Center for Automotive Research
Management Briefing Seminar
July 31 – August 3 2017 – Traverse City, MI
Attendance at the Center for Automotive Research (CAR)’s annual Management Briefing Seminar in Traverse City returned to levels not seen since before the Great Recession. More than 1,000 attendees converged on the summer resort town of Traverse City, Michigan, about four hours northwest of the Motor City. This event has a reputation for attracting movers and shakers in the automotive industry and spawning big announcements. This year was no exception in the concentration of senior executives but, alas, no major industry news emerged during the 4-day conference. The announcement of Toyota’s purchase of a 5% stake in Mazda came the following day on August 4, almost intentionally timed to avoid the conference. Executives from both companies had prominent stage time but not a peep about the deal.
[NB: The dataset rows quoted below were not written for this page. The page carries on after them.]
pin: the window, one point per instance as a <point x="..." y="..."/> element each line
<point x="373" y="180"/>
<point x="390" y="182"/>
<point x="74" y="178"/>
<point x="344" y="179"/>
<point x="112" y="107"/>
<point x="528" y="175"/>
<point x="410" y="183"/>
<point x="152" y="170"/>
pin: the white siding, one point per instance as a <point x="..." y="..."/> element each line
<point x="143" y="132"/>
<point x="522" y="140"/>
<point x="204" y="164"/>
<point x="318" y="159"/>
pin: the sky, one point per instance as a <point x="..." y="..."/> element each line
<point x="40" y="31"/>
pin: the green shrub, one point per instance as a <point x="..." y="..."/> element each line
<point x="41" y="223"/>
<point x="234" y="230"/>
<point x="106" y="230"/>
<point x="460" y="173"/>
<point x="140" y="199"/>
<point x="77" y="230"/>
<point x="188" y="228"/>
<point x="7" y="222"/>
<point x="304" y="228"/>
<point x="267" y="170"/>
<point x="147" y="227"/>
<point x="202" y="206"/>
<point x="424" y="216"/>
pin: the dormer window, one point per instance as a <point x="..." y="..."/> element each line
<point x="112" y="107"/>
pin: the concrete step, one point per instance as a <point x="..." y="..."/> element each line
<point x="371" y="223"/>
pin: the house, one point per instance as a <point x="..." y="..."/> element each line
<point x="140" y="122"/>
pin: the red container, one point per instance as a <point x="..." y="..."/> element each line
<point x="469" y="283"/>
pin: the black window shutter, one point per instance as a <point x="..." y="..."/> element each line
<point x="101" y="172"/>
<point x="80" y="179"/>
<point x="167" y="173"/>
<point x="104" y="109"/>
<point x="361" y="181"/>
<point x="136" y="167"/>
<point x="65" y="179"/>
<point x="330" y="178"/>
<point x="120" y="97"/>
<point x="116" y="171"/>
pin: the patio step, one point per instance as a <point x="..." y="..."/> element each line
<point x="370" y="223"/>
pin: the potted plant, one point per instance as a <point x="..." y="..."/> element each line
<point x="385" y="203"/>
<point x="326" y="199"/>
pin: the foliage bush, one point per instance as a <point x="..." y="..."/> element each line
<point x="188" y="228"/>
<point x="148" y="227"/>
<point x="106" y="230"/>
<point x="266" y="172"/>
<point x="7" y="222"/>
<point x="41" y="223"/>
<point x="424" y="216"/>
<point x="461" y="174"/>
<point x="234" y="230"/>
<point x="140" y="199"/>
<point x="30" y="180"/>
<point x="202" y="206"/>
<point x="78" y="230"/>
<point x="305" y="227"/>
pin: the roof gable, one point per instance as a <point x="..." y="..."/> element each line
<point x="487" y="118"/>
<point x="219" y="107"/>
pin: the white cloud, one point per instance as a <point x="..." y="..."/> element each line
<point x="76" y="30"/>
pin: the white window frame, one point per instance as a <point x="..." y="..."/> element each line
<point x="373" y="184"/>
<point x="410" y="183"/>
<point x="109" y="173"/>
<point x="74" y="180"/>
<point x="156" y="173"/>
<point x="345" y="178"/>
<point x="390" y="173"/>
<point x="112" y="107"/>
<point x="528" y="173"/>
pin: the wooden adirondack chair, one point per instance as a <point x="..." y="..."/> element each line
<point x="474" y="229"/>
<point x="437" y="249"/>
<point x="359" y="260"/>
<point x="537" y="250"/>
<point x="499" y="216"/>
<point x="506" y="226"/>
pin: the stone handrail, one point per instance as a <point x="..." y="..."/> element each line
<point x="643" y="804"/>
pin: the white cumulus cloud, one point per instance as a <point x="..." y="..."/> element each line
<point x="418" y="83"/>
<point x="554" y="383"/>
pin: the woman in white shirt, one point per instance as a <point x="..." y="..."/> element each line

The most interesting aspect of the week was the contrast between the agenda – laden with sessions on electrification, autonomy and ride/car sharing – and the conservative forecasts by the OEMs about the expected rate of penetration of these new technologies and business models. But despite the official forecasts, it was refreshing to see the industry actively engaging in the future of the industry. The conversation has clearly moved on from “if” to “how fast” we will see these new technologies and business models emerge. Some interesting statistics were cited to support each:
- Electrification: we will see battery costs at $100 per kw-hr by 2025 and LG Chem is already selling batteries to GM at $146 per kw-hr
- Autonomy: the cost of car accidents is estimated at $836 billion and 90% of the 40,000 deaths each year are caused by driver error (NHTSA).
- Car/ride sharing: 30% of the cars on the street in urban centers are looking for parking.
One of the more compelling presentations of the week was by Elizabeth Griffiths, Director of Engineering at Faurecia. She spoke about AutomotiveNEXT, an industry group that seeks to empower women to achieve their full potential. Elizabeth shared some interesting data about the impact of the share of your candidate pool that are female on the odds that a female will get the position. She closed by saying that Mary Barra, CEO of GM, was committed to changing the role of women at the company and was “creating a field of dreams at GM”.